Didon en l’écoutant détournait la tête d’horreur : enfin, roulant çà et là des yeux égarés, elle le mesure tout entier de ses regards silencieux, et dans sa rage éclate ainsi : « Perfide, non, tu n’as pas eu pour mère une déesse ; non, tu n’es pas du sang de Dardanus : l’affreux Caucase t’a enfanté dans ses plus durs rochers, et les tigresses de l’Hyrcanie t’ont donné leurs mamelles à sucer. Car qu’ai-je à dissimuler ? quelle plus grande injure ai-je à attendre de toi ? Le barbare a-t-il gémi de mes douleurs ? a-t-il seulement tourné vers moi les yeux ? (4, 370) a-t-il pleuré, vaincu par mes larmes ? a-t-il eu pitié de son amante ? Qu’ai je de pire à souffrir ? Non, non, la puissante fille de Saturne et Jupiter lui-même ne voient pas d’un œil tranquille tant de perfidie.

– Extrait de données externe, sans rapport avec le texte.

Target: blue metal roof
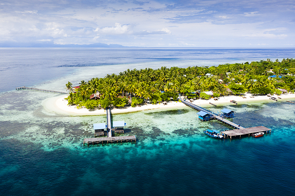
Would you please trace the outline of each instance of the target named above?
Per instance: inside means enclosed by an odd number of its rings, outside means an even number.
[[[113,127],[121,127],[126,125],[124,121],[113,121]]]
[[[227,109],[226,108],[224,108],[224,109],[222,109],[222,110],[221,110],[221,112],[223,112],[225,113],[226,114],[228,114],[230,112],[233,112],[232,110],[231,110],[230,109]]]
[[[197,114],[201,116],[204,116],[206,114],[209,114],[203,111],[201,111],[197,113]]]
[[[104,123],[95,123],[93,124],[93,129],[104,129],[106,128],[106,124]]]

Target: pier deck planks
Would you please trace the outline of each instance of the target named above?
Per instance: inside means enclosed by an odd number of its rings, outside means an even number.
[[[29,88],[28,87],[17,87],[15,89],[16,90],[20,90],[20,89],[27,89],[27,90],[33,90],[35,91],[43,91],[43,92],[50,92],[55,93],[61,93],[62,94],[69,94],[69,93],[65,92],[60,92],[60,91],[52,91],[50,90],[45,90],[45,89],[36,89],[35,88]]]
[[[233,130],[229,130],[221,132],[226,135],[228,136],[236,136],[245,135],[250,134],[257,133],[258,132],[263,132],[271,131],[271,129],[263,126],[259,126],[258,127],[253,127],[249,128],[242,128],[240,129],[235,129]]]
[[[104,141],[113,142],[118,141],[130,141],[136,140],[136,136],[135,135],[129,135],[124,136],[118,136],[117,137],[95,137],[94,138],[87,138],[84,139],[83,143],[89,143],[99,142],[102,143]]]

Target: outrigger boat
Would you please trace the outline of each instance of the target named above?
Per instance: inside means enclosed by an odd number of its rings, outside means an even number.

Il n’y a donc plus de bonne foi ! L’ingrat ! rejeté par les flots sur mon rivage, naufragé et misérable, je l’ai recueilli ; j’ai voulu, insensée, qu’il eût une part de mon empire ; sa flotte et ses compagnons étaient perdus ; je les ai tirés du naufrage et de la mort. Ah ! toutes les Furies m’enflamment et me transportent ! Le voilà qui me parle d’Apollon, des oracles lyciens, du messager des dieux, envoyé par Jupiter lui-même, et qui lui porte à travers les airs des ordres redoutables : comme si les dieux s’abaissaient à de pareils soins, comme si nos misères les troublaient dans leur repos ! (4, 380) Va, je ne te retiens plus, je ne daigne pas te confondre. Pars, et que les vents te portent dans ton Italie ; cherche ton empire à travers les ondes. Et moi j’espère, si les dieux justes ont quelque pouvoir, que, brisé contre les rochers, tu épuiseras tous les supplices, et que tu invoqueras souvent le nom d’Élise. Absente, je te poursuivrai de mes torches funèbres ; et lorsque la froide mort aura séparé mon âme de mon corps, ombre importune je serai en tout lieu devant toi. Méchant, c’est toi-même qui me vengeras ; et jusque chez les sombres mânes mes oreilles seront réjouies par le bruit de tes malheurs. »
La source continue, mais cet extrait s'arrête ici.